The head of the left-wing Meretz party Nitzan Horowitz claimed on Monday that “I learned from official sources that there is an official agreement to freeze building in the territories in exchange for normalization [with Bahrain and UAE].”
“Tomorrow’s document will be signed in Washington between the prime minister and the foreign ministers of Bahrain and the Emirates. Many will ask why these documents were not given to the Knesset for review or why a discussion was not held in the [Knesset] Foreign Affairs and Defense Committee,” Horowitz said.
“Netanyahu is hiding these documents because he has something to hide,” Horowitz charged.
A source in Netanyahu’s entourage scoffed that “Horowitz’s sources as a politician are worse than the ones he had when he was a journalist.”
However, MK Bezalel Smotrich of the right-wing Yamina argued that Horowitz didn’t need sources to make his claim.
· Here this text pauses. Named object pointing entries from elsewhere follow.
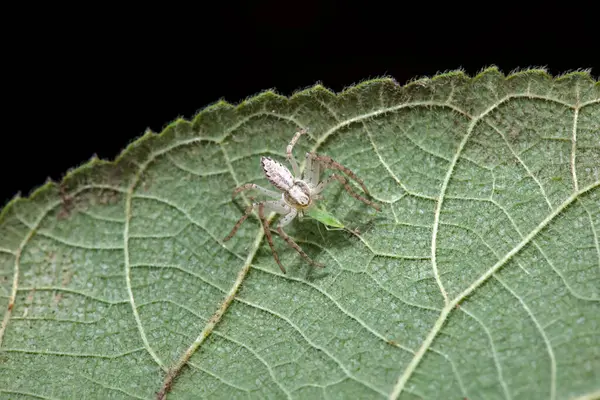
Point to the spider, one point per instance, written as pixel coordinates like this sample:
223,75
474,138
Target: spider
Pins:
297,193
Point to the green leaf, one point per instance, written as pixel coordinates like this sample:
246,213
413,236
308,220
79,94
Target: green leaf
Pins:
479,278
323,216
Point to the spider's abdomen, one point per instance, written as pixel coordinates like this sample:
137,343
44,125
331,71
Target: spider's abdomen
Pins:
277,174
299,195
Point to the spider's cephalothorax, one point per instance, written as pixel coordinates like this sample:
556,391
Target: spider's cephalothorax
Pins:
297,193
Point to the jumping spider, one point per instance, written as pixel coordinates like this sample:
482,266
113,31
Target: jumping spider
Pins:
297,193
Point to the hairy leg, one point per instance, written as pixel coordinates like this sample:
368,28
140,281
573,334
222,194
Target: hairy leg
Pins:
330,163
321,186
248,186
289,149
265,224
312,171
285,221
277,206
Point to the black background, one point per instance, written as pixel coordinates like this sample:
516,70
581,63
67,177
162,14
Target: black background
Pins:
85,81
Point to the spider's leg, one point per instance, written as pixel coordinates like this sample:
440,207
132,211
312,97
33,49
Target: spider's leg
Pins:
286,220
321,186
269,205
265,224
312,171
330,163
240,222
289,148
248,186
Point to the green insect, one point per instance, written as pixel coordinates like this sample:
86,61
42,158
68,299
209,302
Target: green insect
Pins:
324,217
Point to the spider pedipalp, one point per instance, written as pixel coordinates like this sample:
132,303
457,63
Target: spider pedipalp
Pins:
297,193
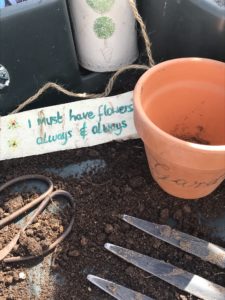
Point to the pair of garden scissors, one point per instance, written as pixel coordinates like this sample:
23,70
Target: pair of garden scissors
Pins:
177,277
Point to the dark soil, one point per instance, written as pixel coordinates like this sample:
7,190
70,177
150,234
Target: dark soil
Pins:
220,2
124,186
194,139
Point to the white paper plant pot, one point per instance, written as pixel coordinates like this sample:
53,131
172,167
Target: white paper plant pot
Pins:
105,34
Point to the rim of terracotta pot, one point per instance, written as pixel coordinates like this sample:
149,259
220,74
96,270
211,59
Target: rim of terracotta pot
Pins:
138,104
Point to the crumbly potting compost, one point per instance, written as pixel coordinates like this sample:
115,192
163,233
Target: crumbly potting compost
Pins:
122,185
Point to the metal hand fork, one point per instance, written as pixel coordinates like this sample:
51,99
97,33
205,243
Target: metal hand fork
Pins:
183,280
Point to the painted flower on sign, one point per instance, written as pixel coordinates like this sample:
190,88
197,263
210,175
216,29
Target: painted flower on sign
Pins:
101,6
13,144
104,27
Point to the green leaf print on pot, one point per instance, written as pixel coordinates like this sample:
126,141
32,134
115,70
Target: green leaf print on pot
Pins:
104,27
101,6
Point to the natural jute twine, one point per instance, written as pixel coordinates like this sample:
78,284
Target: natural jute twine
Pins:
112,80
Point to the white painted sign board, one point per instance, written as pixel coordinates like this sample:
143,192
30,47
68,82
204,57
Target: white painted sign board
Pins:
67,126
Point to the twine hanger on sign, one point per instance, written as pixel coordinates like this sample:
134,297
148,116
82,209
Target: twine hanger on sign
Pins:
112,80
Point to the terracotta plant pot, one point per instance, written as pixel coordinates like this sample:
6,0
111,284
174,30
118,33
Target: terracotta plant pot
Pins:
180,115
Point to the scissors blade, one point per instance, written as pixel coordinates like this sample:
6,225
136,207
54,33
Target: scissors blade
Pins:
179,278
117,291
190,244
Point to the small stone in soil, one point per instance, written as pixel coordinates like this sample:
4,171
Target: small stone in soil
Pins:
187,209
74,253
164,215
22,276
178,215
32,246
29,232
137,182
109,228
83,241
8,279
13,204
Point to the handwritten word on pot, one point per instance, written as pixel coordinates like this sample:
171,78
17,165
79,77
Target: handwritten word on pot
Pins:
78,124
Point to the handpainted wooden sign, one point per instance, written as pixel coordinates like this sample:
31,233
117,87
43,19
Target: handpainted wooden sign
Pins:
68,126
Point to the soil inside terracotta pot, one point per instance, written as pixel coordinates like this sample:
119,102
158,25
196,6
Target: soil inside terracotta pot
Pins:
118,182
194,139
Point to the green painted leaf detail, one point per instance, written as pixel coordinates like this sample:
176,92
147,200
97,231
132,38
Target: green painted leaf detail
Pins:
101,6
104,27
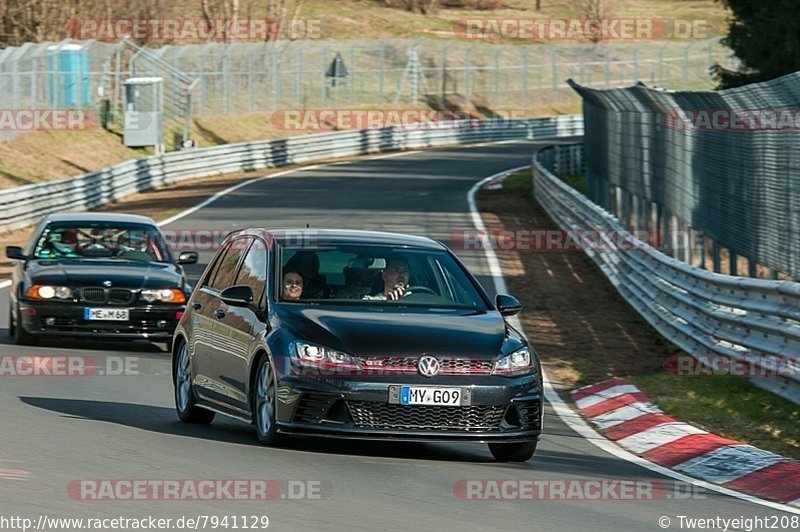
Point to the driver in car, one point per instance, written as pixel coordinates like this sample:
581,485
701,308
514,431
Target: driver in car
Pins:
395,280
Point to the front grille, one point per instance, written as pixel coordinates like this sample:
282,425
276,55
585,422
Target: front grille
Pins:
93,295
116,296
528,414
403,417
121,296
449,366
461,366
312,408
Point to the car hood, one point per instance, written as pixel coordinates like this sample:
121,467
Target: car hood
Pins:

Smotrich pointed out that the Higher Planning Council for Yehuda and Shomron had not convened for almost seven months.
“The facts of the matter are the most essential proof,” Smotrich said. “The facts are that for the first time since the end of the Obama administration, Netanyahu has prevented the convening of the Higher Planning Council for over half a year, thereby effectively freezing planning. When there is no planning, then very quickly, there is no building,” he tweeted.
Smotrich joined Horowitz in calling for publication of the details of the documents to be signed Tuesday as a means of demonstrating that he has not adopted the philosophy of exchanging “peace for a freeze and the relinquishment of territory.”